Ее сердце затрепетало от такого сравнения, хотя она знала, что Этан преувеличивает.
— Этан…
— Я всегда боялся разбить его. Так и не привык им пользоваться. — Он легко провел кончиком большого пальца по её скулам; там, где кожа была мягкой, шелковистой, согретой солнцем. Затем уронил руку. — Пожалуй, нам надо вмешаться, не то Анна сведет Кэма с Ума.
Грейс носила еду из кухни на столы во дворе, и это простое занятие должно было бы ее успокоить. Но возбуждение не покидало ее, заставляя то лихорадочно двигаться, то застывать на месте. Иногда она ловила себя на том, что стоит как вкопанная на веранде или на дворе с очередным блюдом или салатником в руках и смотрит, как Этан вбивает в землю железные колышки для игры в «подковки».
Смотрела, как перекатываются под рубашкой его мышцы… Он такой сильный!
Смотрела, как он учит Сета правильно держать молоток… Он такой терпеливый!
Он надел джинсы, которые она выстирала вчера. Штанины внизу уже начали обтрепываться… в правом переднем кармане она нашла шестьдесят три цента…
Смотрела, как Обри карабкается ему на спину, уверенная, что ей будут рады. Да. Этан протянул назад руки, поудобнее устроил малышку и вернулся к работе.
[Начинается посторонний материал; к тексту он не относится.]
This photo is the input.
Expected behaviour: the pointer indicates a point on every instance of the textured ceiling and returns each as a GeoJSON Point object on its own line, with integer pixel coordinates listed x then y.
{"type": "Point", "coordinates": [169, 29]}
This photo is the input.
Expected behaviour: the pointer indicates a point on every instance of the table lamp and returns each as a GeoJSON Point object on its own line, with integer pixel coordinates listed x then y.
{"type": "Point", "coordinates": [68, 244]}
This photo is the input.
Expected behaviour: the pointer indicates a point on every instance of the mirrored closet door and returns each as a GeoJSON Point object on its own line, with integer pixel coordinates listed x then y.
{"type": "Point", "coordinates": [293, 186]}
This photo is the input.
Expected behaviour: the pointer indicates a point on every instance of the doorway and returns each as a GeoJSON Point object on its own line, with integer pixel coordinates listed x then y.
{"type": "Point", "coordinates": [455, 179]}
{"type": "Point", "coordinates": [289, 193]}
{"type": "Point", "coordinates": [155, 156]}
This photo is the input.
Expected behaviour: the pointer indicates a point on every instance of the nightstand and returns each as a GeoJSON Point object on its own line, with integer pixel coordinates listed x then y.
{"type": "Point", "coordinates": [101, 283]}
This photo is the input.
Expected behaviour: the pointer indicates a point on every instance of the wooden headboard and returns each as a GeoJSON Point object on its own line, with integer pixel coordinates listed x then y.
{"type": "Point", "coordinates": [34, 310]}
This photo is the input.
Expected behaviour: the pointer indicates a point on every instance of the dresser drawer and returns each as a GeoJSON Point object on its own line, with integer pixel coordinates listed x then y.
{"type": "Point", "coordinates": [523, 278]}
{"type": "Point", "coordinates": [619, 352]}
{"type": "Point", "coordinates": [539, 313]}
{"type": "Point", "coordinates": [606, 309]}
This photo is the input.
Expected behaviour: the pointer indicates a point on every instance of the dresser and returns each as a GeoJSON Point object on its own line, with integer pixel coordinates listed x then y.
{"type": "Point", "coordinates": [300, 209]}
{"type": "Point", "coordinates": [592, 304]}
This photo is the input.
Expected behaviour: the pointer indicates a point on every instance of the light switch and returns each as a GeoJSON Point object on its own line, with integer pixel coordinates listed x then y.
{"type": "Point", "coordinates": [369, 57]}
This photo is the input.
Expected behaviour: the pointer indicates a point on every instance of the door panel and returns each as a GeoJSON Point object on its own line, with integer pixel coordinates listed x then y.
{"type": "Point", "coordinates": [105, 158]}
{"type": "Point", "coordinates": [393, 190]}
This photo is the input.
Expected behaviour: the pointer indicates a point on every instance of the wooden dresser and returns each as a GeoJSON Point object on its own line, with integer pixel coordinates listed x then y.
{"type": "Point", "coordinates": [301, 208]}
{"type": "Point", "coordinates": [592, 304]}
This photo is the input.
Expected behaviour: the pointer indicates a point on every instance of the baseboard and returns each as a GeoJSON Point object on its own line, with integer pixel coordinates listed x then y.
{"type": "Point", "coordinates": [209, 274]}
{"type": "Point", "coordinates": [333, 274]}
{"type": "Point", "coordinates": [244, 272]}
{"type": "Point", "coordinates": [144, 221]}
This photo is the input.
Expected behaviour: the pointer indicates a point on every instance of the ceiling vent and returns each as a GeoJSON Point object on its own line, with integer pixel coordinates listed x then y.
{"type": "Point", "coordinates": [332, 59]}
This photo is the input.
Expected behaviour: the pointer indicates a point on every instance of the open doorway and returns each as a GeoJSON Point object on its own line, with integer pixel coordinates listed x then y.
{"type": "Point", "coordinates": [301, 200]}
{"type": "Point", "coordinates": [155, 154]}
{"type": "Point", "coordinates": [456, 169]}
Его не раздражало то, что девочка стащила кепку с его головы и пытается натянуть ее на себя.
Его волосы стали слишком длинными и сверкают на солнце, когда он отбрасывает их с глаз.
Хорошо бы, он подольше не вспоминал, что пора стричься…
Как хочется коснуться его прямо сейчас. Накрутить эти густые, выгоревшие на солнце волосы на палец…
— Чудесная картина, — прошептала Анна за ее спиной. Грейс вздрогнула. Тихо посмеиваясь, Анна поставила на стол огромную миску с итальянским салатом из холодных спагетти, сыра и томатов. — Я иногда так же смотрю на Кэма. Просто стою и слежу за ним. На мужчин Куинов так приятно смотреть.
— Мне кажется: вот только взгляну на секундочку, и не могу отвести взгляд, — согласилась Грейс и улыбнулась, когда Этан поднялся и стал медленно поворачиваться, словно искал Обри… как будто не знал, что девочка все еще цепляется за его спину.
— Этан так естественно ведет себя с детьми, — заметила Анна. — Он будет изумительным отцом.
Грейс почувствовала, что краснеет. Она как раз думала то же самое. Господи! Неужели это она всего пару недель назад сказала маме, что никогда больше не выйдет замуж? Невозможно поверить! И вот теперь она бродит как во сне. Мечтает. И ждет.
Легко было не думать о новом браке, когда она не верила, что Этан войдет в ее жизнь. Она была плохой женой, потому что ее сердце никогда не принадлежало Джеку Кейси. Ее первый брак с самого начала был обречен на неудачу, но она сможет построить счастливую жизнь с Этаном, ведь они любят друг друга! Их брак, основанный на любви и доверии, не может не быть прочным и счастливым…
Этан медлителен, но он ее любит. Она так прекрасно его понимает. Он обязательно сделает ей предложение, и она уже готова сказать «да»!
На гриле жарились гамбургеры, из большого бочонка в кружки лилось холодное пиво. Аппетитные ароматы пропитали воздух. Смеялись дети, взрослые громко болтали или тихонько перешептывались, обмениваясь пикантными новостями. Вдоль берега носились на моторной лодке подростки, заглушая восторженными криками мерный гул мотора. Позванивали набрасываемые на колышек подковы.
Столы ломились под тяжестью блюд, мисок, салатниц, тарелок.
Вишневый пирог миссис Каттер. Салат из креветок Уилсонов. То, что осталось от бушеля воздушной кукурузы — вклада Кроуфордов. Разнообразные желе и фруктовые салаты, жареные цыплята и ранние помидоры.
Гости разбрелись поодиночке и группам устроились на складных стульях, траве, причале, веранде.
Несколько мужчин следили за игрой в «подковки». Серьезные лица, дельные советы, как и положено мужчинам, следящим за спортивными соревнованиями.
Младенцы спали в колясках или на руках родителей, детишки постарше, разморенные жарой, ныли, требуя внимания. Более самостоятельные с восторгом плескались в воде. Старики сидели в тени, обмахиваясь кто руками, кто газетами, пытаясь хоть как-то разогнать застоявшийся воздух.